CrowdStrike routinely sends out configuration updates for its Falcon Sensor product, a software suite that monitors and protects the user’s computer against threats and attacks.
Those updates are delivered in two different ways. One is called “Sensor Content,” which directly updates CrowdStrike’s Falcon Sensor and runs at the highest level of access to system resources. Separately, there is “Rapid Response Content” that updates how that sensor behaves to detect malware, allowing for fast response to changing threats.
However, a Rapid Response Content update that went out on the morning of July 19 included a broken file and slipped through CrowdStrike’s bugged quality-control software.
The incident review further indicates that while CrowdStrike performs both automated and manual testing on sensor content, it places “trust in the checks performed in the Content Validator” on Rapid Response Content, which had until this point run smoothly.
The assumption that the Rapid Response Content rollout would not cause issues led to the Falcon Sensor loading the problematic update. This caused an out-of-bounds memory read, a type of error that occurs when a program tries to read data from memory that is outside of the bounds of what it is allowed to access. This triggered an exception that “could not be gracefully handled, resulting in a Windows operating system crash,” according to the review.

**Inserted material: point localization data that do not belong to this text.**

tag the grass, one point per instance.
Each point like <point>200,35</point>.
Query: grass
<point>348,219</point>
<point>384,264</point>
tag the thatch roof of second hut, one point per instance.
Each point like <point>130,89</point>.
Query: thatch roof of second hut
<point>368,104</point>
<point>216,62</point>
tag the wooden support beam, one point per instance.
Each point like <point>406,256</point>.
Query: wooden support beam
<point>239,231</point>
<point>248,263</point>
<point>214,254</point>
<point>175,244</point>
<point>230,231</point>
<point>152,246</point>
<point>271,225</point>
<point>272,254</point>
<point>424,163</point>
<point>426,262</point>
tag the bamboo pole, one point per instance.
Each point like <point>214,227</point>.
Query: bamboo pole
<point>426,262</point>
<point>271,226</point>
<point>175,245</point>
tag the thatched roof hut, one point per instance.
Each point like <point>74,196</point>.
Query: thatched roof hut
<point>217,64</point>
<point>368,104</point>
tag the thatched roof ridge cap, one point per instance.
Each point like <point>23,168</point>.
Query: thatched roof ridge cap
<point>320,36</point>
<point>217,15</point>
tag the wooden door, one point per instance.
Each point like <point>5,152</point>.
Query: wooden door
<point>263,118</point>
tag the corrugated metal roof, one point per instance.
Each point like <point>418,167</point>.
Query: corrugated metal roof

CrowdStrike, a California-based company, lost one-fifth of its stock value in the wake of the disaster. The firm promised to reform the way it issues critical content updates.
Specifically, the company said it is planning to implement a “staggered deployment strategy” for future updates, first sending them out to just a handful of machines before a global rollout. This method is known in the industry as a “canary deployment.”
CrowdStrike will also “enhance existing error handling in the Content Interpreter,” which is part of the Falcon Sensor.
CrowdStrike also promised to use humans to test its Rapid Response Content, add extra validation checks to the content validator, and give customers the option to decide when and where these updates are deployed.
“Nothing is more important to me than the trust and confidence that our customers and partners have put into CrowdStrike,” George Kurtz, the company’s founder and chief executive, said in a statement following the outages. “As we resolve this incident, you have my commitment to provide full transparency on how this occurred and steps we’re taking to prevent anything like this from happening again.”